Le maître de cérémonie, lui, boit du petit lait, il nous impose de longues tranches de l’enregistrement de son hommage au Poète à l’occasion de ses funérailles, le tout émaillé de rappels de sa proximité avec ce dernier.

Tandis que la soirée se déroule, je ne peux m’empêcher de constater que sur la scène de cet hommage à Césaire le Martiniquais, le laminaire accroché à son île, il y a des Guadeloupéens (le maître de cérémonie et le comédien Jacques Martial dans son interprétation magistrale du Cahier ; même si, ce soir, je trouve qu’il fait un peu long !), des Africains, des Mauriciens, un Japonais - en la personne du Directeur général de l’Unesco, des Français, Réunionnais, etc mais AUCUN martiniquais ! J’aurais été la seule représentante sur cette scène du pays de Césaire! Ô ironie !

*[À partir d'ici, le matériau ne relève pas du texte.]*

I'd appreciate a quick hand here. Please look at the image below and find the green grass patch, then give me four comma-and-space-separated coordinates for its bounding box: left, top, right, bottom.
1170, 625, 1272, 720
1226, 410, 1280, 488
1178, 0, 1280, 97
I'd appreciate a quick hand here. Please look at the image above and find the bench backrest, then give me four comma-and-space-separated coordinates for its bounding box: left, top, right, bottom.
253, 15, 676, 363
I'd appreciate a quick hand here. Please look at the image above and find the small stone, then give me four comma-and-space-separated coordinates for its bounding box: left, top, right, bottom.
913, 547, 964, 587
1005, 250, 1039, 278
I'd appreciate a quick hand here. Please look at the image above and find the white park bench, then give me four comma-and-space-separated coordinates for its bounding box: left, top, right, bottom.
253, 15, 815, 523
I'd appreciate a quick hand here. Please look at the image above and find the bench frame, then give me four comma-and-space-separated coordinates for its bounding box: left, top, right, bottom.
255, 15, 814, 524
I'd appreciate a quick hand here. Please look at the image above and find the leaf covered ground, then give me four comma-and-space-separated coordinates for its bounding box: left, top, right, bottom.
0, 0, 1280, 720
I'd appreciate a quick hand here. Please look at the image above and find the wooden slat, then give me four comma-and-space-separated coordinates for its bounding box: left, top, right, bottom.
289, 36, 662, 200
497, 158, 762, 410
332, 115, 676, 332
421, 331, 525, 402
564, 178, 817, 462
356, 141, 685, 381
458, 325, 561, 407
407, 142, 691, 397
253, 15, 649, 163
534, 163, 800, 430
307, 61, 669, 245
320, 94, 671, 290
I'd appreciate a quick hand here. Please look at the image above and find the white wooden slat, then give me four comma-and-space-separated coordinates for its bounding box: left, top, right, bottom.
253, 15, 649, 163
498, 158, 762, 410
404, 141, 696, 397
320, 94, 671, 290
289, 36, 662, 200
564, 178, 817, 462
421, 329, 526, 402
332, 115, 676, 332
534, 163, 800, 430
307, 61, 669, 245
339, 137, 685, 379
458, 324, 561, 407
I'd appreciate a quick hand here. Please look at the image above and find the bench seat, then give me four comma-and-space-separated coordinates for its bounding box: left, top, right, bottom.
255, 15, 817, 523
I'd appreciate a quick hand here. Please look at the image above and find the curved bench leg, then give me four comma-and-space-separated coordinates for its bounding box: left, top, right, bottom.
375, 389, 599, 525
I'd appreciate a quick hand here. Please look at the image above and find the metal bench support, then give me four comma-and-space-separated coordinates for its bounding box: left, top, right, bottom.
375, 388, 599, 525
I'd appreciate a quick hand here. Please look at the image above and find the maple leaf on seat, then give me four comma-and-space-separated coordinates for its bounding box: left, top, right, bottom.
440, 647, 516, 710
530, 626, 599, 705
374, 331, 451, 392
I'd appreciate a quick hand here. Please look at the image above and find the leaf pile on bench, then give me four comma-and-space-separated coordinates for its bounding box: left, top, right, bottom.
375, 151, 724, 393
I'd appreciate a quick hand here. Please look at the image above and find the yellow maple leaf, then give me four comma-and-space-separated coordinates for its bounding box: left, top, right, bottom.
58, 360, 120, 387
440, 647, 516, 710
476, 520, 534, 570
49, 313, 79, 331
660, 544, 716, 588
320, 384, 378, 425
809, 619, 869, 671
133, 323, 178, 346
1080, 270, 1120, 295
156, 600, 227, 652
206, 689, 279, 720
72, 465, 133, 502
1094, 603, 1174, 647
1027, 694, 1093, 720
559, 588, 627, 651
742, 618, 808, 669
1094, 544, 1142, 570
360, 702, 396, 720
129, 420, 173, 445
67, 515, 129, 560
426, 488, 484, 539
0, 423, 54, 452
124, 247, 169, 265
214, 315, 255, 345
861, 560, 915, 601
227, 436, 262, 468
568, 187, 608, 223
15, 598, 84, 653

Au buffet qui clôture la soirée, quelqu’un m’appelle et me prend dans ses bras. C’est Madeleine de Grandmaison. Tout en continuant de me serrer elle me confie à quel point elle est heureuse de pouvoir enfin me dire de vive voix combien elle aime mon écriture, combien elle me reconnaît, par cette écriture, héritière de Césaire. Elle cite de mémoire des extraits de mon poème « Bambou » qu’elle avait utilisé pour l’une des affiches de « Convergence ». Je souris tristement. Je ne gâcherai pas sa soirée en lui racontant ce que je viens de vivre ni à quel point ses mots résonnent curieusement en moi…

Je souris, je me prête au jeu.  Je parle, je ris même parfois…

Tandis que nous regagnons l’hôtel, mes sœurs m’avouent qu’elles ont du mal à comprendre mon calme.

L’orage éclate au cœur de la nuit, quand, lasse de me retourner dans mon lit, je me lève pour écrire. Chaque mot me coûte une larme. Chaque larme un hoquet. J’écris dans la nuit, ce cri, ce chant, cette fureur, cette violence d’un amour qui, jusqu’au bout n’avait pas su trouver le moyen de s’extraire de moi pour danser sous le soleil, le moyen de se dire, de se vivre. J’écris l’humiliation, une de trop ! Cette nuit-là et les jours suivants, j’écris l’humiliation sans jamais évoquer sa source.

Jour après jour de larmes, de mots et de hoquets, j’écris, je noircis les pages de ce qui deviendra le recueil « D’Iles je suis, suivi de Où irait mon cri ? ». J’y adjoins les premiers poèmes écrits le jour de l’annonce du décès du Poète et les jours suivants. Quand je demande au Maître s’il veut me le préfacer, il me répond que pour lui c’est une évidence.

Ce n’est que le lendemain que je saurai ce qui s’est réellement joué autour de cet hommage.

Quand Monsieur Tidjani-Serpos a transmis à l’écrivain guadeloupéen au regard fuyant la feuille de route avec notamment la liste des intervenants et que celui-ci y a vu mon nom, il se serait écrié (les mots ne sont peut-être pas précisément ceux-là mais l’idée y est) : «C’est qui, cette personne, cette Nicole Cage-Florentiny ? Je ne la connais pas ! Elle n’a pas sa place là ! »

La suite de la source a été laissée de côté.